In a festive announcement that is sure to bring joy to the hearts of carol enthusiasts and churchgoers alike, the Church of England has selected a brand-new song to serve as the theme carol for this year’s Christmas campaign.
Renowned conductor and former member of the prestigious King’s College choir, Bob Chilcott, has taken up the creative baton to compose and arrange a fresh interpretation of the beloved carol ‘The First Nowell’.
With a captivating new melody, this composition is set to play a pivotal role in the church’s Christmas celebrations, as they extend a warm invitation to communities and choirs all across the nation to ‘Follow The Star: Join The Song’.
At the heart of the Church’s campaign lies a compelling theme that underscores the power of song to draw people closer to both God and one another during the festive Christmas season. Bob Chilcott, speaking passionately about his involvement in the project, described it as “an absolute thrill” to be part of this endeavor.
Chilcott went on to explain his creative vision, stating, “I have aimed to make this melody easy to pick up, and I hope all will enjoy singing it, at a time of year when the joy of singing is so central to worship and to the celebration of Christmas.”
For choirs eager to partake in this musical celebration, the Church is providing comprehensive support, including learning tracks, sheet music, and various resources to facilitate the learning and performance of this enchanting new carol. These resources will play an instrumental role in connecting choirs with the broader theme of this year’s campaign.

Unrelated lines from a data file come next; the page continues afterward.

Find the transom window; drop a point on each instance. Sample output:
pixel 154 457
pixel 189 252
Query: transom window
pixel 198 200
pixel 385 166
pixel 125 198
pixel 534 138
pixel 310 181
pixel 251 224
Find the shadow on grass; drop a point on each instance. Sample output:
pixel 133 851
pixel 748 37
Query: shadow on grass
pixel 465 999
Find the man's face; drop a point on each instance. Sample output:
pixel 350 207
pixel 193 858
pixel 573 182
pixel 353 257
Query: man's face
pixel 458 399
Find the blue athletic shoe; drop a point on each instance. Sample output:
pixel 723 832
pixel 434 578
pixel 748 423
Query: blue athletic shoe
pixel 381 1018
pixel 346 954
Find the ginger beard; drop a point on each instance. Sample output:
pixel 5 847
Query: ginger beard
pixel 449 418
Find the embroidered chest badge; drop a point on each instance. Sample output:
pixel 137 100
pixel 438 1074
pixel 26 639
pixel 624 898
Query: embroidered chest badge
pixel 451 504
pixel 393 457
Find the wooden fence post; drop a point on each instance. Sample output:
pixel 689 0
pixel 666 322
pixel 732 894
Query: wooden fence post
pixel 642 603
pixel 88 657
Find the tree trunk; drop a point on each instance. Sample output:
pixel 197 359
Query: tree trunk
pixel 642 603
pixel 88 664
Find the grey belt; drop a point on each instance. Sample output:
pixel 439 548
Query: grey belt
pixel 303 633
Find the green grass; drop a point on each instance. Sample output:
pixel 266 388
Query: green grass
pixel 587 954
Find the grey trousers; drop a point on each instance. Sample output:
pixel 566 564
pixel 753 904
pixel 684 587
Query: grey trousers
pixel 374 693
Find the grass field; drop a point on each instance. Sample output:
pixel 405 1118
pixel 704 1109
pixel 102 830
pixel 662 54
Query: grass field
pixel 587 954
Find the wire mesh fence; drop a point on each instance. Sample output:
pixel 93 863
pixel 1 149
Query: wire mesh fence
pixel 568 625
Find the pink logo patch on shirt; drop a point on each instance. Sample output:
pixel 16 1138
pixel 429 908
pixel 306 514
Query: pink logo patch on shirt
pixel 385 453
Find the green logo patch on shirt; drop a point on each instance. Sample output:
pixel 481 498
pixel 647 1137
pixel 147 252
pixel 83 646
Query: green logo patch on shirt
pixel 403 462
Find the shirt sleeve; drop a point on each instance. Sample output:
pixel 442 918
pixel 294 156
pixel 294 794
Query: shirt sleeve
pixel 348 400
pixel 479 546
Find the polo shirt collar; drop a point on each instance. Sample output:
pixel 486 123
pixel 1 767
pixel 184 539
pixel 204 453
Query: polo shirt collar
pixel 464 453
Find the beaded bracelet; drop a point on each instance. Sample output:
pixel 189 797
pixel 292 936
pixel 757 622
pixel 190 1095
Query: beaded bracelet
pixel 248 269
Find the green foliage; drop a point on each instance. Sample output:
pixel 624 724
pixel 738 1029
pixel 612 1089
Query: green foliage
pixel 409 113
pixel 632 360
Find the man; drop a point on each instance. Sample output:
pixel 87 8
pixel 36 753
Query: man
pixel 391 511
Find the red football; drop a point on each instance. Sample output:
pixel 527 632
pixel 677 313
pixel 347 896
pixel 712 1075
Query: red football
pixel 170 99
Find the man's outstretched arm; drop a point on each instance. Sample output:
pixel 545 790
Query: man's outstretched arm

Bob Chilcott’s musical journey began in 1997 when he embraced a full-time career as a composer. Since then, he has meticulously crafted an extensive catalog of music, catering to choirs of all types. His compositions, including notable pieces such as “Can You Hear Me?,” “A Little Jazz Mass,” “Requiem,” and a rendition of the “St John’s Passion,” have resonated with audiences worldwide. Chilcott’s work has been passionately embraced and recorded by some of the UK’s leading choirs and musical groups, including The King’s Singers, King’s College, Cambridge, The Sixteen, Tenebrae, and The BBC Singers.
The Archbishops of Canterbury and York offered their thoughts on the significance of music during the Christmas season, saying, “Singing is central to how many of us celebrate Christmas. Around the country – and the world – young and old will gather in churches, schools and concert halls, on high streets, hospital wards and village greens, to hear and sing carols.”
They further emphasized the profound spiritual connection that music can forge, concluding, “As we gather in worship this Christmas and join the song of the angels, may we all be drawn deeper into the wonder and the truth of Christmas: in the birth of Jesus, God becomes human, heaven embraces earth.”
Published by Oxford University Press, this newly composed carol is prominently featured in OUP’s latest edition of ‘Carols for Choirs.’ It promises to be a delightful addition to the rich tapestry of Christmas traditions and a source of inspiration for all who join in the celebrations, fostering a sense of unity and spiritual reflection during this cherished holiday season.